By Anjali Sharma
NEW YORK – According to local authorities and media reports on Monday over 200 protesters clashed with National Guard troops in downtown Los Angeles during the latest demonstrations against immigration raids that swept across California over the weekend.
Media observed National Guard soldiers, along with agents from Immigration and Customs Enforcement and the Department of Homeland Security, fired tear gas and smoke grenades to disperse the crowd.
Some protesters and journalists were hit during the confrontation, local officials said.
“We want to protest peacefully. However, the Trump administration just sent soldiers to fight against us. Is it necessary?” one protester said.
California Governor Gavin Newsom urged protesters to remain peaceful.
“California Don’t give Donald Trump what he wants. Speak up. Stay peaceful. Stay calm,” Newsom wrote in an online post.

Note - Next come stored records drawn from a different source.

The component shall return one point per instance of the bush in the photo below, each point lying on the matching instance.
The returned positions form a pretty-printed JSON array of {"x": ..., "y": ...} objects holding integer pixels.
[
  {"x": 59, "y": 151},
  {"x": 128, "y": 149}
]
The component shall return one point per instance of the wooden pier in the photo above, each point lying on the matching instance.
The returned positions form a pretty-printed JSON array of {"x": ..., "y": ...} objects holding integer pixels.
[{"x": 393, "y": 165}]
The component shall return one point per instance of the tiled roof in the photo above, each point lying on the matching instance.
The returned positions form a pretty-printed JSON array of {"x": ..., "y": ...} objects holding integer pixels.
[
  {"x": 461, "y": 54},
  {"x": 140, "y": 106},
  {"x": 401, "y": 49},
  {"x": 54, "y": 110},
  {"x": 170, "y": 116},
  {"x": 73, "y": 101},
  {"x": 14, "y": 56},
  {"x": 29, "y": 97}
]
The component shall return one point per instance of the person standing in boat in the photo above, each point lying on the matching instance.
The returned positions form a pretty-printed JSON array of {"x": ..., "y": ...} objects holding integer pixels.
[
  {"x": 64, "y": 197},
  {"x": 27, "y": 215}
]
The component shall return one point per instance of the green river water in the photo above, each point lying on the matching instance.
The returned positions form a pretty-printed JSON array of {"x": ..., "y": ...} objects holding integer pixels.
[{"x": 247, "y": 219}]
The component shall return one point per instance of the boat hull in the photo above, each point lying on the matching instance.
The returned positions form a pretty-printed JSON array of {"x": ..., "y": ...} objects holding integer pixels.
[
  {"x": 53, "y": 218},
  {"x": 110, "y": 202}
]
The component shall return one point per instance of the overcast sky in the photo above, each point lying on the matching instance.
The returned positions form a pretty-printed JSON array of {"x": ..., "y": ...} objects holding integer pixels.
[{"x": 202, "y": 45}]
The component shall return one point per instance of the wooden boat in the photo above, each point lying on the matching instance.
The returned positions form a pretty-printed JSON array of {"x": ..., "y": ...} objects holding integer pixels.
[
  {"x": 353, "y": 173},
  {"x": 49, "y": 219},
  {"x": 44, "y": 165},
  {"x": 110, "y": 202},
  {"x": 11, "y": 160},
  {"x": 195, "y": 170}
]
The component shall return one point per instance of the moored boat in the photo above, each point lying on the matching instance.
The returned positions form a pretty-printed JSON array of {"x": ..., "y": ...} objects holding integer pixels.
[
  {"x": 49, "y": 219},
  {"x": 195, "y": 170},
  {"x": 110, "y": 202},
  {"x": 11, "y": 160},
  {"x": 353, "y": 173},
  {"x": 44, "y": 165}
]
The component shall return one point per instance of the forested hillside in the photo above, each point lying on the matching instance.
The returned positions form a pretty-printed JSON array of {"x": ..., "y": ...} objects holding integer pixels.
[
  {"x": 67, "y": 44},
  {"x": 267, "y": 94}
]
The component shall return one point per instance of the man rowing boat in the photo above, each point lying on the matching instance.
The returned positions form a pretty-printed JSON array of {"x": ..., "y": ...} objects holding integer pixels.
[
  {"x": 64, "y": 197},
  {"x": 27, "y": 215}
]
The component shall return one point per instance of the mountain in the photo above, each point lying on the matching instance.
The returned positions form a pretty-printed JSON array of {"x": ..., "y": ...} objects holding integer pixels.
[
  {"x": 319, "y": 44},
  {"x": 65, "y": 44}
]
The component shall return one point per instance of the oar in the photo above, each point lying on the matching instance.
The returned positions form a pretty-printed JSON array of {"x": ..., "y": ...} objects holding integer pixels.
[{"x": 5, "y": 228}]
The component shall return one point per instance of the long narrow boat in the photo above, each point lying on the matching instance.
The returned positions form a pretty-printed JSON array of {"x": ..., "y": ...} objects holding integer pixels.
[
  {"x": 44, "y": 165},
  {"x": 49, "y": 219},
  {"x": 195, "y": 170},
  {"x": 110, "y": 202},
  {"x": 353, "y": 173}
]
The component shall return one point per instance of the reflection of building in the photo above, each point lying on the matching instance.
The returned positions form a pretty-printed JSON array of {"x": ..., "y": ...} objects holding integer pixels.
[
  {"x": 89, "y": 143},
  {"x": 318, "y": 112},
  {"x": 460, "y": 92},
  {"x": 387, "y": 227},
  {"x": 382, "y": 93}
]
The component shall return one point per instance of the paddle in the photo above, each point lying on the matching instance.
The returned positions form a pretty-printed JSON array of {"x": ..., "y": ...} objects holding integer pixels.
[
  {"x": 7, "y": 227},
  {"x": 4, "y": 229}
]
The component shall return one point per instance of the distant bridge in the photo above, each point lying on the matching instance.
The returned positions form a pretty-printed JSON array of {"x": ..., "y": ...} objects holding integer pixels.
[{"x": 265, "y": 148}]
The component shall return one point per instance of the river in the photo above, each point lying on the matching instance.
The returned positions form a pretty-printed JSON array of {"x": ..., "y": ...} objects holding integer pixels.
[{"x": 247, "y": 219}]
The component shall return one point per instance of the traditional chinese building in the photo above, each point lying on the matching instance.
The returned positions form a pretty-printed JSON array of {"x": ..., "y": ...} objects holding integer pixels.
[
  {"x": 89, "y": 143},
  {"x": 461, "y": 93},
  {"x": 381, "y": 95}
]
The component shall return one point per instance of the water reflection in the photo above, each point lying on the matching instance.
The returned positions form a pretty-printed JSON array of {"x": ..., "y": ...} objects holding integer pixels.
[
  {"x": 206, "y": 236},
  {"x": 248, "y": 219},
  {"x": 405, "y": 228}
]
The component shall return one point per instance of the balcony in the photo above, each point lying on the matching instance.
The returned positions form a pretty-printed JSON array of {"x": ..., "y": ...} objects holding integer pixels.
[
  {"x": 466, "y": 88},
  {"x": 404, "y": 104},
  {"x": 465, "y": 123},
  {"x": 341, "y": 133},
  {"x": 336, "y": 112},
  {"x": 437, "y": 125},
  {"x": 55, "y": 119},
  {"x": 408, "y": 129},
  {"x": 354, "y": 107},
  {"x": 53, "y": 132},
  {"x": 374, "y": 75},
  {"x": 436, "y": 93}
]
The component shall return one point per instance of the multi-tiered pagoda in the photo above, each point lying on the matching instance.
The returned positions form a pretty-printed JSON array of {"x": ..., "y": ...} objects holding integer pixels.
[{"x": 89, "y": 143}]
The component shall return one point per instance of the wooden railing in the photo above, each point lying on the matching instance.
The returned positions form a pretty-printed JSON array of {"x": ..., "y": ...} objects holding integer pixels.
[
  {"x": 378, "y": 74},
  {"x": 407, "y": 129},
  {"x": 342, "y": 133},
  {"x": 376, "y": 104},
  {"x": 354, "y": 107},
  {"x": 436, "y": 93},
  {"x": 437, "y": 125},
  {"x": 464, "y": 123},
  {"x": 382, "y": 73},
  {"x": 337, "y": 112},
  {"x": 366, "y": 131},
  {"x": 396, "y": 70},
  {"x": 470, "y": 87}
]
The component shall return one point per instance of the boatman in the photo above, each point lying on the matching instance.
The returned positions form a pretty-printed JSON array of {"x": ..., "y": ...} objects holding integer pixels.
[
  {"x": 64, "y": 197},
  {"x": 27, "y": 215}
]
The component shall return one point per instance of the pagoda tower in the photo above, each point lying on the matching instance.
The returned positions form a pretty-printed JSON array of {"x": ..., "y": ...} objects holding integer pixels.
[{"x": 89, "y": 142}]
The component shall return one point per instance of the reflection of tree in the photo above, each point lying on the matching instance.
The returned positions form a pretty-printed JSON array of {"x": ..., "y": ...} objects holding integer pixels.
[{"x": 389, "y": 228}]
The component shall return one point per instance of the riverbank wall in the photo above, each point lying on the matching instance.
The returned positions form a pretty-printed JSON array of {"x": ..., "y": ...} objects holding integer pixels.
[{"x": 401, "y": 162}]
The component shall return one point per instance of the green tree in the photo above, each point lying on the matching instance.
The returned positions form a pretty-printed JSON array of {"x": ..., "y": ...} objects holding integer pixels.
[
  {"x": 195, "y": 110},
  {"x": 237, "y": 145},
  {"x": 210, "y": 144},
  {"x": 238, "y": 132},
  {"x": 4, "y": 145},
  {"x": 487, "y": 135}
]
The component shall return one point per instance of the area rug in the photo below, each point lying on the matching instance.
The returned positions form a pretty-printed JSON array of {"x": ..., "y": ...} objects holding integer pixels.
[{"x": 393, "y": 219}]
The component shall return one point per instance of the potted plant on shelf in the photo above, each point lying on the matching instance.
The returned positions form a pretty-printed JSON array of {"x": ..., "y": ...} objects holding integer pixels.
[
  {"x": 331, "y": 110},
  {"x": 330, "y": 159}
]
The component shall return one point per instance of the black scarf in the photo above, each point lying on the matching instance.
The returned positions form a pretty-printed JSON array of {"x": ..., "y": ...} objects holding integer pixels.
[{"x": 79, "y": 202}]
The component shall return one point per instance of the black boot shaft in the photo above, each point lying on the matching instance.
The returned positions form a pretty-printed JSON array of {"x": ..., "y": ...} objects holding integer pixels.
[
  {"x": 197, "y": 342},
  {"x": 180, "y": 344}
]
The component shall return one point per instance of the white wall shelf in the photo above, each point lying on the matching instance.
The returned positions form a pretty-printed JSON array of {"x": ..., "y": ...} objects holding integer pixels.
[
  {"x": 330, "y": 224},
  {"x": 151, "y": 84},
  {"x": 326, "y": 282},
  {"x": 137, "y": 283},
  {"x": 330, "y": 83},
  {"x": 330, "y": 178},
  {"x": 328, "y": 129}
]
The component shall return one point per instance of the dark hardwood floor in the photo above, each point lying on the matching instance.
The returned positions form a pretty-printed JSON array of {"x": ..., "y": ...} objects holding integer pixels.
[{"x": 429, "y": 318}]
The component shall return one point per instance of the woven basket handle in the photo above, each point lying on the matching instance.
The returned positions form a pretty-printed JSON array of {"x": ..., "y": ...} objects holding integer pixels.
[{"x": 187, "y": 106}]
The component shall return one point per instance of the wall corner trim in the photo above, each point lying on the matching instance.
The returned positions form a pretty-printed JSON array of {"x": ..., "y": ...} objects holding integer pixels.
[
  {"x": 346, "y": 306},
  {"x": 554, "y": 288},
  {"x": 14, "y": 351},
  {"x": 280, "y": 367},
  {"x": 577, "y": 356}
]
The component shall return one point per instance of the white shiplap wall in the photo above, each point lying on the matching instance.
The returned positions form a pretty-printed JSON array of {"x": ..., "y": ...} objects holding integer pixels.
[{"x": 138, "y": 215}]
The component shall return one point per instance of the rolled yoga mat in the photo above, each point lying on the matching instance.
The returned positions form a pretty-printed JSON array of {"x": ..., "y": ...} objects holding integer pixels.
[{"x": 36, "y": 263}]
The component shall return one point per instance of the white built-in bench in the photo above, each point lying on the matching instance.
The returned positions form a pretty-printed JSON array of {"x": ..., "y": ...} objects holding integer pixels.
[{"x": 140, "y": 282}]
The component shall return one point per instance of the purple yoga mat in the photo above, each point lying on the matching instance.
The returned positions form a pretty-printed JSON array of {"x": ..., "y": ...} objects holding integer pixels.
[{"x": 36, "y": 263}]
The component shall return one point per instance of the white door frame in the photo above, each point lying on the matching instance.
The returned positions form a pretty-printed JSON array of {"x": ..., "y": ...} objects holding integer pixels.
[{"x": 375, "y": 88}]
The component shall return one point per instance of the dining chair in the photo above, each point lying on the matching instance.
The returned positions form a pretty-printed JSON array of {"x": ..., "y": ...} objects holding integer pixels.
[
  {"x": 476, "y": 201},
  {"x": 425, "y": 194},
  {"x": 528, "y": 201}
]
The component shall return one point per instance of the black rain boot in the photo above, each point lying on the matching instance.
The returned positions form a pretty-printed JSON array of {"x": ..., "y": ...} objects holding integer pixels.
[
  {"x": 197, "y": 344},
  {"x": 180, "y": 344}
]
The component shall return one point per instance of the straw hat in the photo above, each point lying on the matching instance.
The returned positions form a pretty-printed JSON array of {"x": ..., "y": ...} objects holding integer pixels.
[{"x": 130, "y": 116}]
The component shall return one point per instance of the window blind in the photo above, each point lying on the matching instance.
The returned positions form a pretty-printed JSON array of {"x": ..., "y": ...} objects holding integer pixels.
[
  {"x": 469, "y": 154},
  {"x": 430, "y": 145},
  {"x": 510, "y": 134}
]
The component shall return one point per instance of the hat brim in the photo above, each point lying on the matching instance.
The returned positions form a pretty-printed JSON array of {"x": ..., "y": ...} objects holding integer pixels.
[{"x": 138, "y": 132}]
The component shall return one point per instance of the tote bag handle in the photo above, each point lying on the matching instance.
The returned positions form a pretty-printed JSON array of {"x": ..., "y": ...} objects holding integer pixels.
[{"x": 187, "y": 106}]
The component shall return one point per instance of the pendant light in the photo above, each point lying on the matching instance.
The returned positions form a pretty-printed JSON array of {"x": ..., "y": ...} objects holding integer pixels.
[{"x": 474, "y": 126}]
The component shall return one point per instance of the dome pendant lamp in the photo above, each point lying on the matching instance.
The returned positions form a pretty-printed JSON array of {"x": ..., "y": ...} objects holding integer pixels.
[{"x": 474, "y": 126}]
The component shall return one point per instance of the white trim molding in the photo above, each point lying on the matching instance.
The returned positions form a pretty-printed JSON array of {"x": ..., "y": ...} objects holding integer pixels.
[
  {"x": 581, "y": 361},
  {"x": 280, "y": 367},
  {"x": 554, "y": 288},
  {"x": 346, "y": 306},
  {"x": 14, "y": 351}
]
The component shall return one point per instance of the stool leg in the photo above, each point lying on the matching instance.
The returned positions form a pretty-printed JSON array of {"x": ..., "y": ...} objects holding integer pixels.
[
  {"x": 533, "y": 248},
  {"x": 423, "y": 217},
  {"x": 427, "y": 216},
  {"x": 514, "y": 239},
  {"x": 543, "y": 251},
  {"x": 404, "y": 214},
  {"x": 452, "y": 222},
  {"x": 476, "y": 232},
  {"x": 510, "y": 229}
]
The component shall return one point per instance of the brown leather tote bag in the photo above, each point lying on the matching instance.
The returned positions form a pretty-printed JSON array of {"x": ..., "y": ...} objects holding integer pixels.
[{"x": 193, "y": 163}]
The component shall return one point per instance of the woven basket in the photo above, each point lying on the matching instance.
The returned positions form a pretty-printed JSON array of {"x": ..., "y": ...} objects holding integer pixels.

“Do not use violence and respect the law enforcement officers that are trying their best to keep the peace.”
National guard troops sent by the Trump administration arrived in downtown Los Angeles on Sunday, footage broadcast by local news channel showed.
Elizabeth Goitein, senior director of the Liberty and National Security Program at the Brennan Center for Justice, an independent law and policy organization, told media that this is the first time since 1965 that a president has activated a state’s National Guard force without a request from that state’s governor.
The local TV channel footage showed the troops were deployed in the downtown area near City Hall, City of Paramount and Compton, where protesters have been clashed with federal agents and local policemen since Friday noon.
The clashes came after agents from Immigration and Customs Enforcement and other federal law enforcement agencies raided several locations in southern California from Friday, which sparked mass protests.
Washington vowed Saturday to continue the raids despite opposition from local communities and officials.
The weekend raids resulted in over 100 arrests, draw angry protesters who confronted agents with tear gas, flash-bang grenades and rocks.
US President Donald Trump took extraordinary action on Saturday has called up to 2,000 National Guard troops deployed to quell immigration protests in Los Angeles region, made rare use of federal powers and bypassing the authority of the state’s governor, Gavin Newsom.
The governor and Los Angeles Mayor Karen Bass were leading the opposition Sunday to Trump’s decision.
Newsom blasted the move in a fund-raising email sent out Sunday morning, according to media reports.
“Last night, President Trump ordered the deployment of 2,000 National Guard troops in Los Angeles, using the excuse of protests against his immigration raids. The president is attempting to inflame passions and provoke a response,” Newsom wrote.
Newsom said Trump just wanted show of force, warning this move and the Pentagon’s threat to deploy United States Marines on American soil would escalate tensions and incite violence.
Bass echoed some of those thoughts in an interview, stated that she felt very disappointed that Trump chose to deploy the National Guard troops since it was totally unnecessary.
“There were protests last night in Los Angeles my understanding is that there were about 120 protesters. Several of them did commit acts of vandalism, but there was nothing that was happening in downtown Los Angeles that the Los Angeles Police Department could not manage to deal with, so to me, this is completely unnecessary,” she added quoted in news media.